Funnily, their website says that their bots respect robots.txt ...but they do it in a rather peculiar way: if you specifically disallow ImagesiftBot in robots.txt they will leave your site alone, but if you don't specifically disallow their bot, they will follow directives for googlebot. Huh? Do they expect webmasters to know and include every single spam bot on the planet in robots.txt?
not2easy
2:02 pm on Jan 19, 2024 (gmt 0)
You should know that robots.txt is only a suggestion. It does not control the activities of bots mentioned or not mentioned in your robots.txt file. To prevent their access, you would need to control via IP block (see above) or UA block.
lucy24
5:33 pm on Jan 19, 2024 (gmt 0)
Curiouser and curiouser. I hadn't given this robot a thought since the thread started, so I re-checked logs. They continue to come by many times a day, never requesting anything but robots.txt. (Somewhere along the line I must have Disallowed them, but obviously can't have done so before I knew they existed.)

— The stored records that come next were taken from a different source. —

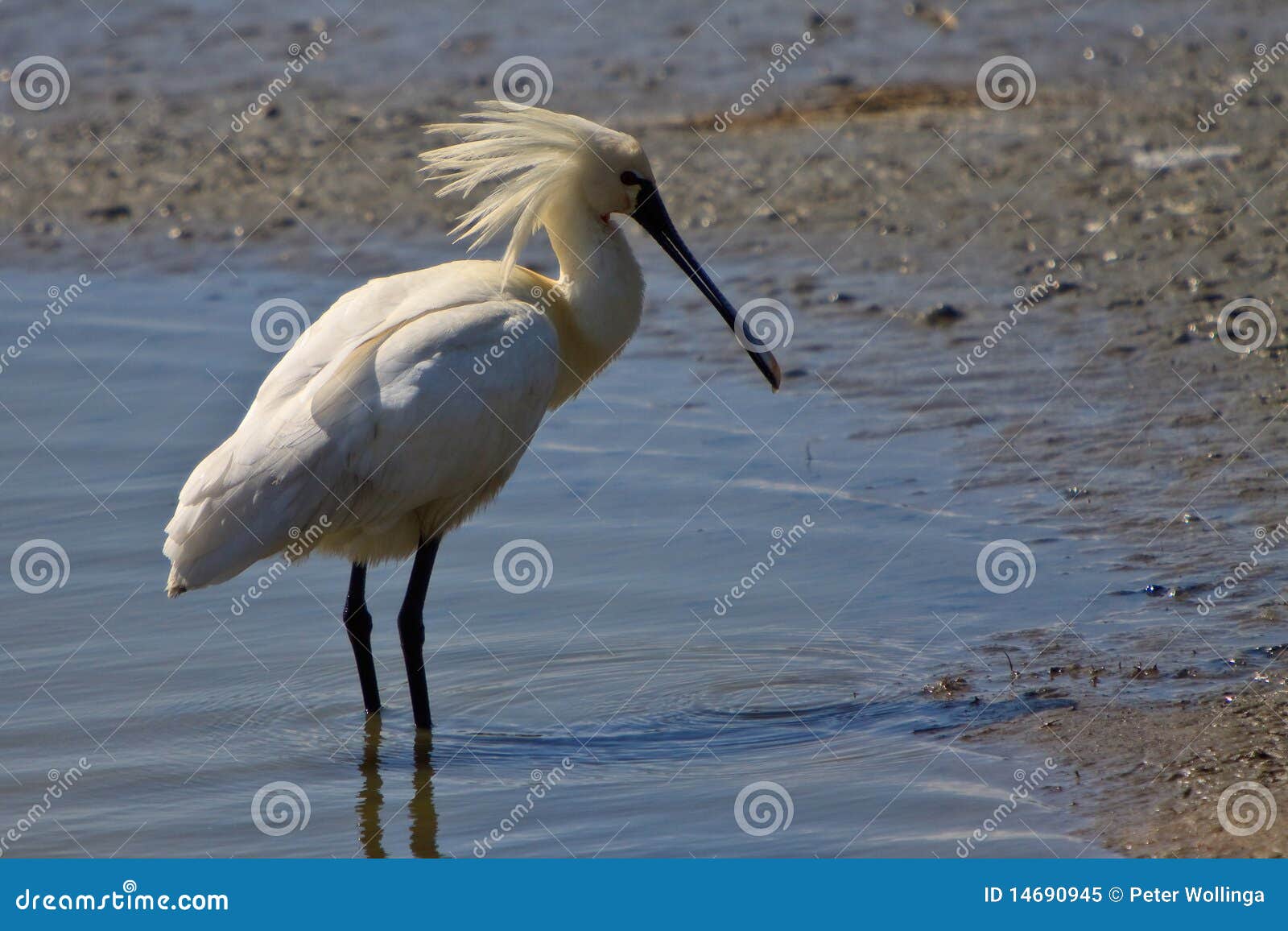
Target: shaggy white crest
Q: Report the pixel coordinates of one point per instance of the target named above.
(532, 156)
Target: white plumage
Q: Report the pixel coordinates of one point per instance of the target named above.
(407, 405)
(374, 427)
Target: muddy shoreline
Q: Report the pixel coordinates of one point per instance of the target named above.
(1161, 453)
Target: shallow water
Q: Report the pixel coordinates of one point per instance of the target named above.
(654, 494)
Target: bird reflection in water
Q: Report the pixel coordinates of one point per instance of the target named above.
(371, 797)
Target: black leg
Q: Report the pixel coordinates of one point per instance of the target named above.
(411, 630)
(357, 622)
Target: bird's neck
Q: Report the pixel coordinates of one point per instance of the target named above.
(602, 289)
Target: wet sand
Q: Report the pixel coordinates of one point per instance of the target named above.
(1113, 408)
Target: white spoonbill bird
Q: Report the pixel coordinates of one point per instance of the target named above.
(407, 405)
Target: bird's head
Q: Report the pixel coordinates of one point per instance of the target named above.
(535, 159)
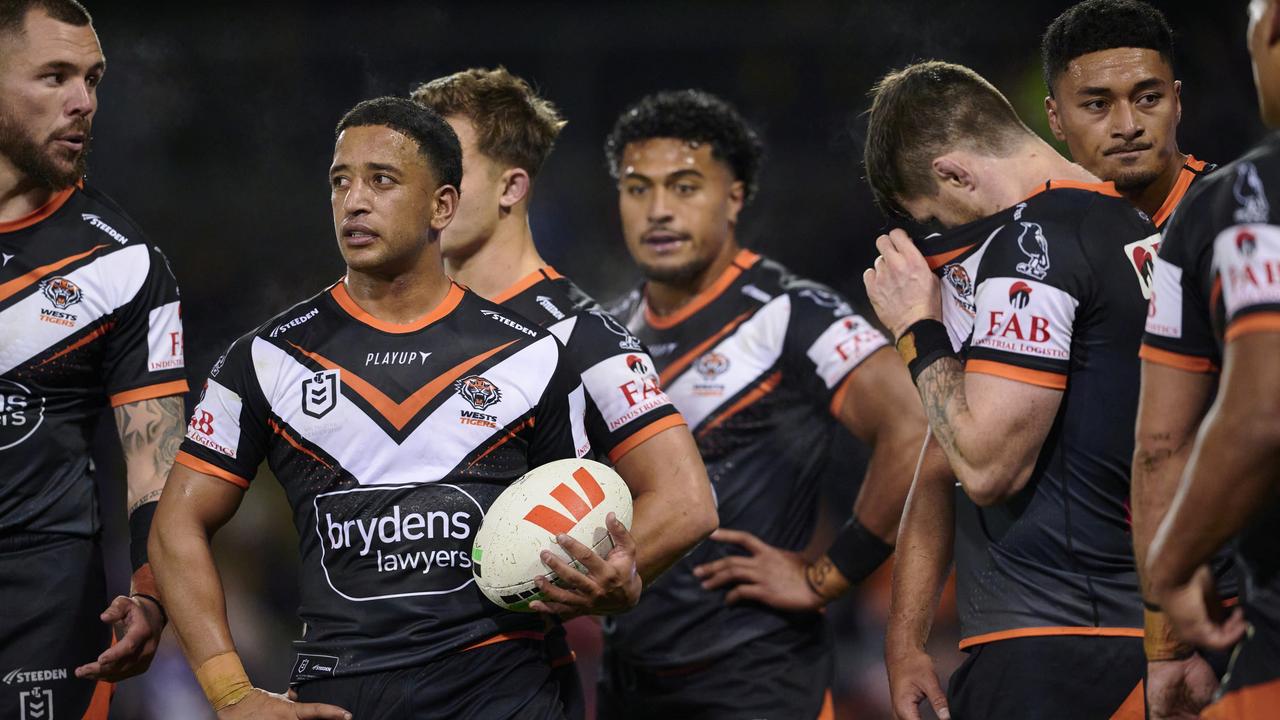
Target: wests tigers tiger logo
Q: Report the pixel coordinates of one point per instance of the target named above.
(62, 292)
(478, 391)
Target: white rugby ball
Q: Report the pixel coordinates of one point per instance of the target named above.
(567, 496)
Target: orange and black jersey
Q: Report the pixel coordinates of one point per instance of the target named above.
(88, 317)
(1180, 322)
(1052, 292)
(391, 442)
(1232, 218)
(625, 404)
(757, 364)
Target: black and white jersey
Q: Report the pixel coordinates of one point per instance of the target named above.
(88, 318)
(625, 402)
(757, 364)
(391, 442)
(1052, 292)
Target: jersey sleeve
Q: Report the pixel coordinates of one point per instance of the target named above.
(227, 436)
(1028, 295)
(560, 428)
(1247, 259)
(826, 342)
(1179, 331)
(144, 355)
(625, 401)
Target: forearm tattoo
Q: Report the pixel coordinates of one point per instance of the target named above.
(150, 433)
(941, 387)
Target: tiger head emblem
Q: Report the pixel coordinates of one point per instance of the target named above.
(478, 391)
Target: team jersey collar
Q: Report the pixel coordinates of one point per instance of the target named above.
(540, 274)
(451, 301)
(743, 261)
(41, 213)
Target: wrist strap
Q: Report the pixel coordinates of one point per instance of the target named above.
(923, 343)
(223, 679)
(856, 551)
(1159, 639)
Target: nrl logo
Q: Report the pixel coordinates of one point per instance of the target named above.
(478, 391)
(62, 292)
(320, 393)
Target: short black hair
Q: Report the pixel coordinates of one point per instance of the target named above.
(1093, 26)
(434, 137)
(693, 115)
(13, 13)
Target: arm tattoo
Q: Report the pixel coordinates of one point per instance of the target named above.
(941, 387)
(150, 433)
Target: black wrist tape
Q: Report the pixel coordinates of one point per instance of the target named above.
(140, 529)
(856, 552)
(923, 343)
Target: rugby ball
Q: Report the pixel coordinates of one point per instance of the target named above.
(567, 496)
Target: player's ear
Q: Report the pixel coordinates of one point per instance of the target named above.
(444, 205)
(951, 171)
(1055, 123)
(736, 199)
(515, 187)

Further oddity: Before this blizzard of robots.txt requests began, I do find a lot of image requests from the same IP range, 64.124.8, interspersed with many robots.txt requests, all with a humanoid UA. These peaked towards the end of last June and then dropped off precipitously.
SumGuy
2:32 pm on Jan 20, 2024 (gmt 0)
The 64.124.8.0/24 being discussed here belongs to AS36321 (Castle Global Inc.) which has, in total, these CIDR's:
Interestingly, I am blocking some of those already in my WWW and SMTP blocking lists, but only one of those was already in my total-block-don't-log list. It was the CIDR in question -> 64.124.8.0/24.
In July 2022, 64.124.8.37 asked for robots.txt and landing page file. That's what probably led me to put it in my WWW blocking list. Looking now at my router's blocking logs, it was a month later that it returned and over several days tried to hit my server, about 80 times, and that would have triggered me to put it in my total block-don't-log list, so I have no records of what it's been up to since then.
But clearly its been around since at least July 2022.
I found this on crunchbase:
Castle Global is a software program company focusing on visual intelligence problems for producing unstructured visual data. Castle Global is a deep learning company founded by two stanford CS graduate students focused on visual intelligence problems. Their flagship product is a hive, a full stack deep learning platform that is composed of data labeling, custom model building, and complete enterprise SaaS solutions.
The listing says it was founded in 2012, and that it's current status is "closed". Other listing sites show a website URL that no longer exists.
lucy24
6:53 pm on Jan 20, 2024 (gmt 0)
The ongoing headscratcher: Why do some entities--the issue is not unique to Imagesift--honor one site's robots.txt but not another? They can't all be fakers, because sometimes the behavior all involves the same IP.